VI.             Analyse

A.                Y a-t-il eu un manquement à l’équité procédurale?

[31]           En préparant son rapport, la CCDP a entrepris un examen de la plainte en vertu du paragraphe 41(1) de la LCDP avant de faire des recommandations à la CCDP. Durant cet examen, la CCDP a interrogé M. Petersen relativement à l’analyse de l’écart salarial qu’il avait effectuée conformément au protocole d’entente de 1997. Le rapport indique que M. Petersen a fait les déclarations suivantes :

  1. Le protocole d’entente de 1997 montrait que les parties étaient au courant d’un problème en matière de parité salariale jusqu’à cette date.
  2. Le problème en matière de parité salariale a été traité en faisant avancer la plainte; toutefois, le protocole d’entente de 1997 ne contenait rien sur le traitement ou le règlement des allégations de disparité salariale ayant mené à son adoption.
  3. Bien que les parties aient adopté des points de vue divergents à savoir si le rapport Petersen était final, M. Petersen a confirmé que son rapport était final.
  4. Sur la question de la composition hommes-femmes des différents groupes, M. Petersen a expliqué ce qui suit :

[traduction
[I]l était déjà établi/reconnu par les parties que le STTP était à prédominance masculine alors que l’ACMPA était à prédominance féminine. Ainsi, aucune des parties n’affirmait que le groupe plaignant n’était pas à prédominance féminine ou que le groupe de comparaison n’était pas à prédominance masculine; les parties acceptaient le fait que le groupe plaignant était surtout constitué de femmes et que le groupe de comparaison était surtout constitué d’hommes. C’est pourquoi cette étude ne comportait pas d’analyse de la répartition hommes-femmes, et s’intéressait plutôt directement à la question de savoir s’il existait un écart salarial en utilisant le plan d’évaluation des emplois de l’ACMPA afin de mesurer le groupe plaignant et le groupe de comparaison (le groupe P-O4).

[32]           La demanderesse affirme que l’auteur du rapport [traduction] « a, par erreur, compris que M. Petersen voulait dire que les parties acceptaient le fait que le groupe de comparaison PO‑4 était à prédominance masculine ». La demanderesse affirme de plus que l’enquêteur, dans son rapport, a omis de prendre en considération le fait que l’analyse de l’écart salarial effectuée par M. Petersen n’établissait pas un écart salarial avec le groupe PO, le groupe de comparaison indiqué dans la plainte.
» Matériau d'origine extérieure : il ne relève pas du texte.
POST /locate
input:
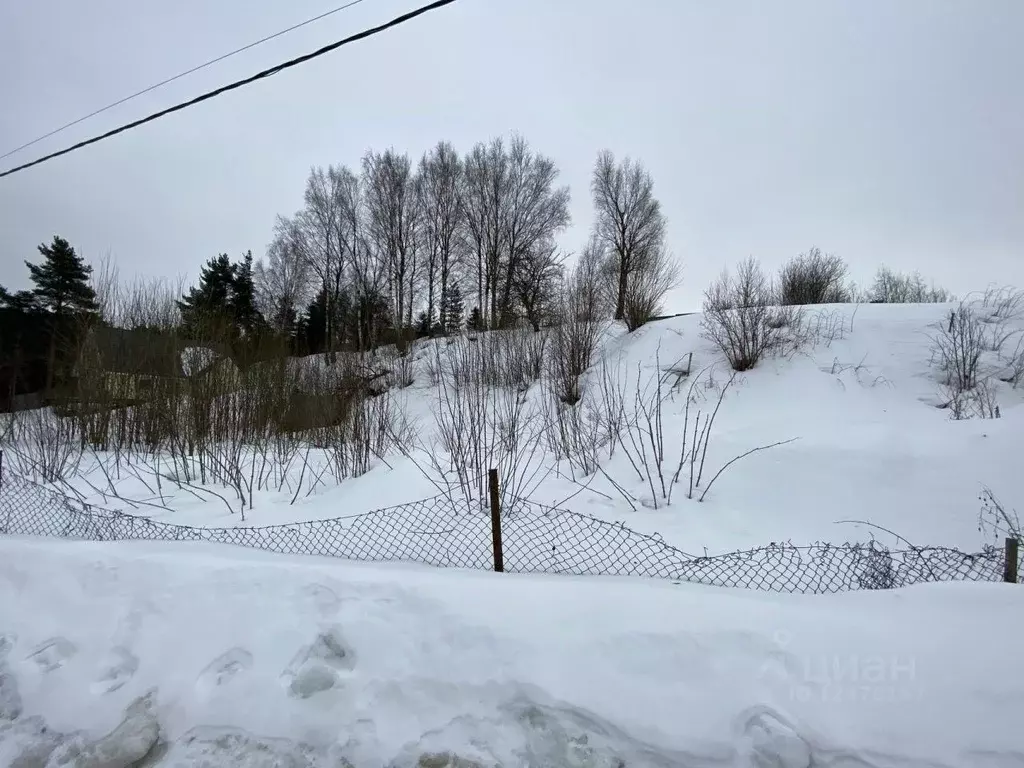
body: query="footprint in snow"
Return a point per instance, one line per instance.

[33]           L’avocat de la demanderesse a fourni ses observations à la CCDP, dans lesquelles il affirme que, selon la demanderesse, les déclarations de M. Petersen ont été mal comprises dans le rapport fondé sur les articles 41 et 49, soulignant que [traduction] « [l]’analyse de M. Petersen a été réalisée en utilisant un groupe à prédominance féminine (les plaignants) et un groupe neutre ou à prédominance féminine (le groupe PO-4). Ainsi, l’analyse ne montre aucun indice de partialité fondée sur le sexe ». Par conséquent, on ne pouvait se fonder sur le rapport Petersen pour conclure qu’il existait un écart salarial entre l’ACMPA et le groupe de comparaison PO, conformément aux allégations contenues dans la plainte. La demanderesse a de plus affirmé qu’aucun renseignement ne montrait que les membres du groupe PO, à l’extérieur du sous-groupe PO-4, effectuaient un travail comparable à celui des membres de l’ACMPA.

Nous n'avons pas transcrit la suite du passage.